Given $A$ and $B$, $n\times n$ complex matrices. If $\langle x,y\rangle =y^{*}x$ for all $x,y\in \mathbb C^{n}$, then the following are equivalent:

(1) $\langle Ax,y\rangle=\langle Bx,y\rangle$, for all $x,y\in \mathbb C^{n}$.

(2) $\langle Ax,x\rangle=\langle Bx,x\rangle$, for all $x,y\in \mathbb C^{n}$.

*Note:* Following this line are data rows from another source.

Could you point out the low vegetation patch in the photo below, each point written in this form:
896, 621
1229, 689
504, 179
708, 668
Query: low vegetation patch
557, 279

(1) implies (2) is easy, how to prove (2) implies (1)?


Solution 1:

Hint: Use the algebraic properties of the inner product to expand each side of the following equations:

  • $\langle A(x+y),x+y\rangle=\langle B(x+y),x+y\rangle$
  • $\langle A(x+iy),x+iy\rangle=\langle B(x+iy),x+iy\rangle$

Solution 2:

A very similar but slightly easier approach is to move everyone over to one side of the equations, use linearity to combine the operators, and consider the difference $C := A - B$. Then your first equation implies that $\forall x, y \in \mathbb{C}^n, \langle C x, y \rangle = 0$, which is clearly equivalent to the operator equation $C = 0$. The statement to be shown then becomes $$\forall x \in \mathbb{C}^n, \langle C x, x \rangle = 0 \iff C = 0.$$ You can then do the same trick that Jonas Meyer suggested and expand out $\langle C(x + y), x + y \rangle$ and $\langle C(x + i y), x + i y \rangle$, and the algebra is slightly simpler.

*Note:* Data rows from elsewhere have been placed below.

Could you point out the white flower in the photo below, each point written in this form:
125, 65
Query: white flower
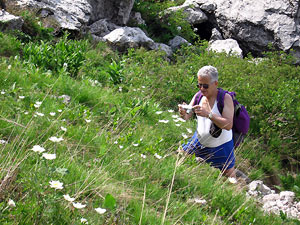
157, 156
56, 184
78, 205
100, 210
189, 130
3, 142
163, 121
37, 104
55, 139
184, 136
83, 220
11, 203
37, 148
49, 156
63, 129
232, 180
68, 198
39, 114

This simple trick also helps explain the qualitatively different behavior between the real and complex cases: it's just that the complex numbers are algebraically closed and the real numbers are not. Any nonzero matrix $C$'s characteristic polynomial is $n$-th order and nontrivial (by which I mean it isn't just $\lambda^n$, but has subleading terms as well). Any nontrivial polynomial has at least one nonzero complex root, so any nonzero complex matrix $C$ will have at least one nonzero eigenvalue $\lambda$. Since the numerical range of any matrix contains its eigenvalues, the numerical range of any nonzero complex matrix is nontrivial, i.e. is not simply $\{ 0 \}$. (Another way to see this is that the numerical radius of any complex matrix is at least one-half its operator norm, which is positive for a nonzero matrix.)

On the other hand, a nonzero real matrix has a nontrivial real characteristic polynomial that may not have any real roots, like the example $$\left[ \begin{array}{cc} 0 & -1 \\ 1 & 0 \end{array} \right]$$ given in the comments to Jonas Mayer's answer, so it may not have any eigenvectors. That's why its numerical radius can be $0$.